院外心停止とAEDの適正な設置場所

2023/01/01

 わが国で一般市民のAED使用(PAD)が認められて18年になります。
この間、バイスタンダーによる院外心停止の除細動実施率は50%を超え、目撃のある心原性心停止の場合、社会復帰率はこの10年で4.1%から8.6%に改善し、VF/VTに限定すると25%に達しています。また2021年にはオートショックAEDも導入され、PADは新たな段階に入ったといえます。
 国内のAEDは現在67万台といわれます。
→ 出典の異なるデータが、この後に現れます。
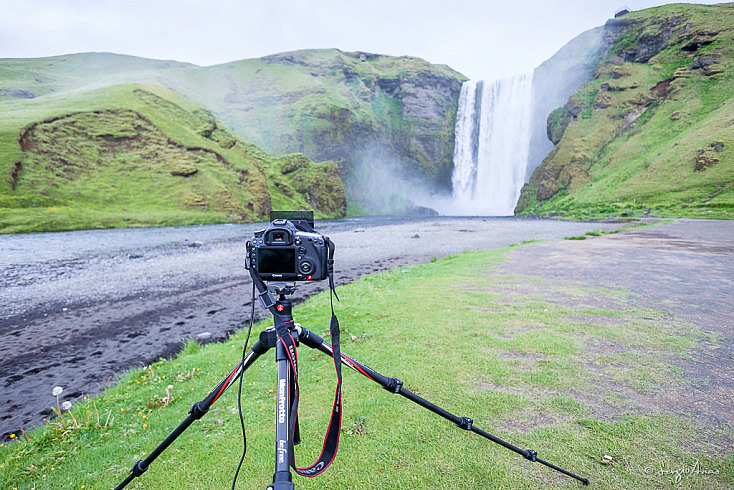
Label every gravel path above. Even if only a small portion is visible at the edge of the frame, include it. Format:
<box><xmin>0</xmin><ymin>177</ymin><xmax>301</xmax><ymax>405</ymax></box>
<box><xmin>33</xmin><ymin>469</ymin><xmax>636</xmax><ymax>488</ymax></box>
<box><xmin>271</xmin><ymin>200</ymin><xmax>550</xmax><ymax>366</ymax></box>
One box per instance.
<box><xmin>496</xmin><ymin>219</ymin><xmax>734</xmax><ymax>426</ymax></box>
<box><xmin>0</xmin><ymin>218</ymin><xmax>660</xmax><ymax>440</ymax></box>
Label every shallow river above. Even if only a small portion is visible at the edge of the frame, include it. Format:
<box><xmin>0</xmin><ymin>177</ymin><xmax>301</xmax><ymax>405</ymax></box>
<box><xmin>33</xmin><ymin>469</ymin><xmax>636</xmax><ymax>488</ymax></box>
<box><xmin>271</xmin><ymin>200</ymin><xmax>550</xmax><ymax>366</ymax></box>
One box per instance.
<box><xmin>0</xmin><ymin>217</ymin><xmax>622</xmax><ymax>440</ymax></box>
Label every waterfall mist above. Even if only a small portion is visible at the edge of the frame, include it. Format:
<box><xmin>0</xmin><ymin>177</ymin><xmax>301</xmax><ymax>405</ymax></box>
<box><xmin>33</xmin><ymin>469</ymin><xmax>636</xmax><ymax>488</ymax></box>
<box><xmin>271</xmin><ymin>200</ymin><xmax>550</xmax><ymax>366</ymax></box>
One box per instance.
<box><xmin>448</xmin><ymin>74</ymin><xmax>533</xmax><ymax>216</ymax></box>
コンビニは6万店舗ということで、偏在はあるにしても、コンビニ1件の周辺にAEDは11台あるという計算になります。
携帯電話が普及した昨今でも公衆電話は14万台あり、市街地の場合500m四方に1台の設置が電気通信事業法によって定められています。しかしながらAEDは医療機関、公的施設を除いて、民間企業や団体の管理者が自己資金で自発的に設置したものであるため、心肺停止の起きやすい場所に戦略的に置かれているわけではありません。
 一次救命処置のアルゴリズムでは、呼吸と頸動脈拍動の確認は10秒以内、胸骨圧迫後の人工呼吸は10秒以内に2回、胸骨圧迫は交代時に中断しない、など秒刻みで規定されています。これは1分経過するごとに、救命の可能性が10%ずつ失われることが根拠となっています。また心停止から除細動までの経過時間は3分以内が望ましいとされています。
3分以内にショックを行うには、パッド装着、波形解析から充電、ショックアナウンス、その後ショックボタンが押されるまで、熟練者を除き、十数秒の躊躇が入ることも考慮すると、これらに1分を要します。すると残り往復2分、つまり片道1分以内にAEDを取りに走る必要があります。AEDがどこにあるか、あらかじめ知っていなければ、なかなか達成は困難です。読者のみなさんも、自施設はもちろん、出入りする施設(クラブハウス、医師会館等)でのAEDの適正な設置と場所の共有について今一度ご確認下さい。